The USD/CHF pair recovers some lost ground to near 0.8220 during the early European session on Tuesday. However, the potential upside for the pair might be limited amid the concerns over the mounting US national deficit. Traders await the US Conference Board’s Consumer Confidence report, which is due later on Tuesday. Also, Durable Goods Orders and the Dallas Fed Manufacturing Index will be published.
According to the daily chart, the bearish outlook of USD/CHF remains in play as the pair remains capped below the key 100-day Exponential Moving Average (EMA). The path of least resistance is to the downside, with the 14-day Relative Strength Index standing below the midline near 41.55.
The first downside target for the cross emerges at 0.8150, the lower limit of the Bollinger Band. Extended losses could see a drop to 0.8067, the low of April 22. The next contention level for USD/CHF is seen at the 0.8000 psychological level.
On the bright side, the immediate resistance level is located in the 0.8300-0.8305 zone, representing the round figure and high of May 22. Sustained trading above this level could attract some buyers to 0.8445, the upper boundary of the Bollinger Band. Further north, the next hurdle to watch is 0.8575, the 100-day EMA.
The Swiss Franc (CHF) is Switzerland’s official currency. It is among the top ten most traded currencies globally, reaching volumes that well exceed the size of the Swiss economy. Its value is determined by the broad market sentiment, the country’s economic health or action taken by the Swiss National Bank (SNB), among other factors. Between 2011 and 2015, the Swiss Franc was pegged to the Euro (EUR). The peg was abruptly removed, resulting in a more than 20% increase in the Franc’s value, causing a turmoil in markets. Even though the peg isn’t in force anymore, CHF fortunes tend to be highly correlated with the Euro ones due to the high dependency of the Swiss economy on the neighboring Eurozone.

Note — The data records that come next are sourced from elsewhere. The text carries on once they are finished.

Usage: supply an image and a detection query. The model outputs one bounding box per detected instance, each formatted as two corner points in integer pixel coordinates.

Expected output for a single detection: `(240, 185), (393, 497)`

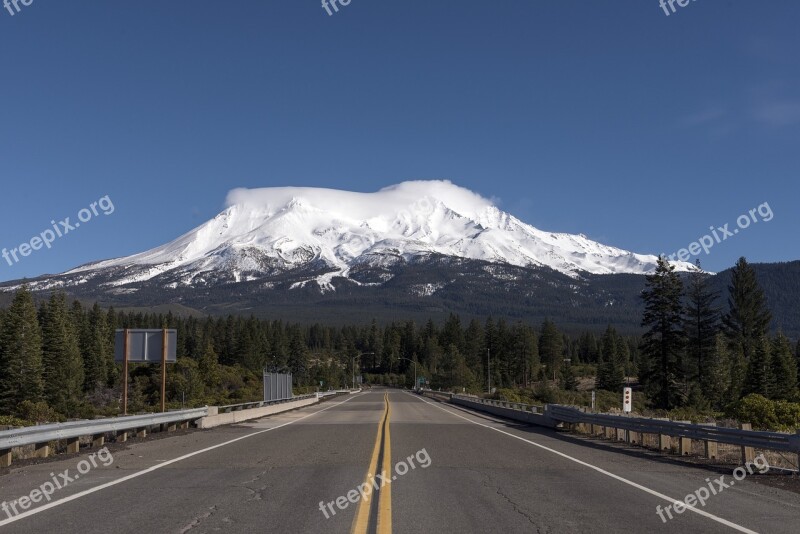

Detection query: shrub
(728, 393), (780, 430)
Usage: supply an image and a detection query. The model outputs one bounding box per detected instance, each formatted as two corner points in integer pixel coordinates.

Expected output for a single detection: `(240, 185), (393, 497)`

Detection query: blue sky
(0, 0), (800, 280)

The Swiss Franc (CHF) is considered a safe-haven asset, or a currency that investors tend to buy in times of market stress. This is due to the perceived status of Switzerland in the world: a stable economy, a strong export sector, big central bank reserves or a longstanding political stance towards neutrality in global conflicts make the country’s currency a good choice for investors fleeing from risks. Turbulent times are likely to strengthen CHF value against other currencies that are seen as more risky to invest in.
The Swiss National Bank (SNB) meets four times a year – once every quarter, less than other major central banks – to decide on monetary policy. The bank aims for an annual inflation rate of less than 2%. When inflation is above target or forecasted to be above target in the foreseeable future, the bank will attempt to tame price growth by raising its policy rate. Higher interest rates are generally positive for the Swiss Franc (CHF) as they lead to higher yields, making the country a more attractive place for investors. On the contrary, lower interest rates tend to weaken CHF.

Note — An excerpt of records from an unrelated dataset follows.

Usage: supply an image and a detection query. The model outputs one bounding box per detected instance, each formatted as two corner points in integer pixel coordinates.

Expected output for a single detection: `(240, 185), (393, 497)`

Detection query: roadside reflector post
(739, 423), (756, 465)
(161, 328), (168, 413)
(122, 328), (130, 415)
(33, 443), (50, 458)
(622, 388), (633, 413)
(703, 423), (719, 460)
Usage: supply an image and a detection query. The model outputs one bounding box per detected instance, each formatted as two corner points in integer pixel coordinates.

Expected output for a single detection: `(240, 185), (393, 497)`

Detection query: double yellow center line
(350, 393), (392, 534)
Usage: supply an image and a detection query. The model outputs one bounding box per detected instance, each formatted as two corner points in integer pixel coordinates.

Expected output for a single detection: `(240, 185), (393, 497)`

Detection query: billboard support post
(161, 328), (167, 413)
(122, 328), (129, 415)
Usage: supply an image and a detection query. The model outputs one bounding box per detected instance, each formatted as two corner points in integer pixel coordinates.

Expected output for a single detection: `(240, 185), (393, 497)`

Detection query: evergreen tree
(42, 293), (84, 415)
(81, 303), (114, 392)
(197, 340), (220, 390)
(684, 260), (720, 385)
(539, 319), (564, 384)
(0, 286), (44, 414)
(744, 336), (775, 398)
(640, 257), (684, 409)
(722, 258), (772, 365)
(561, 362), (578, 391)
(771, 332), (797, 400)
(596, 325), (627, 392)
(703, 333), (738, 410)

Macroeconomic data releases in Switzerland are key to assessing the state of the economy and can impact the Swiss Franc’s (CHF) valuation. The Swiss economy is broadly stable, but any sudden change in economic growth, inflation, current account or the central bank’s currency reserves have the potential to trigger moves in CHF. Generally, high economic growth, low unemployment and high confidence are good for CHF. Conversely, if economic data points to weakening momentum, CHF is likely to depreciate.
As a small and open economy, Switzerland is heavily dependent on the health of the neighboring Eurozone economies. The broader European Union is Switzerland’s main economic partner and a key political ally, so macroeconomic and monetary policy stability in the Eurozone is essential for Switzerland and, thus, for the Swiss Franc (CHF). With such dependency, some models suggest that the correlation between the fortunes of the Euro (EUR) and the CHF is more than 90%, or close to perfect.